Als plausible Erklärung für die Ergebnisse nennt die Studie die Vermischung von Darmbakterien von Menschen aus verschiedenen Weltregionen, die durch die Flugzeugabwässer stattfindet. Allerdings betonen die Autoren, dass auch andere Faktoren entscheidend sein könnten, die aber noch nicht erforscht sind. So sei etwa denkbar, dass bestimmte Desinfektionsmittel, die oft in den Abwassertanks von Flugzeugen verwendet werden, eine Umgebung schaffen, welche die Entwicklung bestimmter Resistenzen begünstigt.

Die Wissenschaftler resümieren: «Unsere Ergebnisse legen nahe, dass Abwässer aus Flugzeugen wirksam zur schnellen und globalen Ausbreitung von Antibiotika-Resistenzen beitragen können.» Sie schreiben weiter, dass die Flugzeugabwässer zwar mit anderen Abwässern vermischt und so quasi verdünnt würden.
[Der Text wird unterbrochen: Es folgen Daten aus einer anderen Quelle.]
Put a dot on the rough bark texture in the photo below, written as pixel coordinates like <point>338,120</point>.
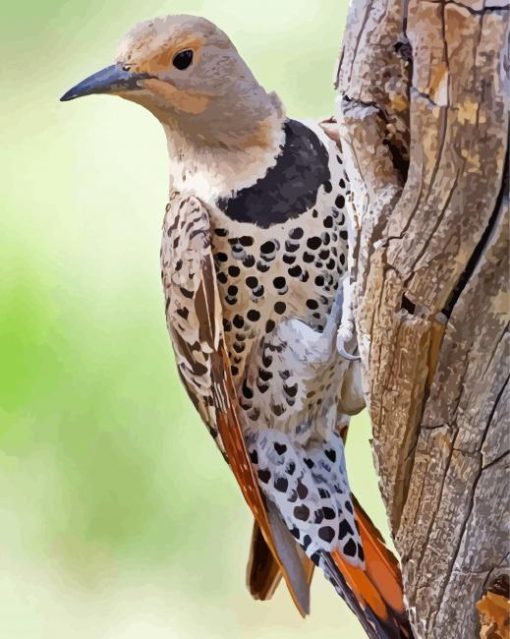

Abwässer erst behandeln, dann vermischen

Allerdings könnten auch kleinste Menge von Resistenzgenen im Wasserkreislauf gefährlich werden. Aus dieser Sicht sei weniger die hohe Anzahl der Resistenzgene problematisch, sondern vielmehr, dass Gene vom anderen Ende der Welt in ein lokales Ökosystem importiert würden, wo sie bisher kaum vorkämen. Ähnliches gelte für die multiplen Resistenzen gegen mehrere Antibiotika.

Als Konsequenz aus ihren Erkenntnissen machen die Wissenschaftler zwei Vorschläge. Zum einen raten sie, die Prozesse in den Abwassertanks zu erforschen. Zum anderen empfehlen sie, die Abwässer der Flughäfen im Kampf gegen Resistenzen vorzubehandeln, bevor sie mit kommunalen Abwässern vermischt werden. Das sei bei der vergleichsweise geringen Menge wohl kostengünstiger und effektiver, als sich später um das Problem zu kümmern.

Keine unmittelbare Gesundheitsgefahr

Nicht beschäftigt haben sich die Forscher in dieser Studie übrigens mit Keimen in den WCs der Flieger. Für Passagiere bedeuten die Erkenntnisse zu den Resistenzen daher keine unmittelbare Gesundheitsgefahr – außer vielleicht, jemand greift direkt ins Klo.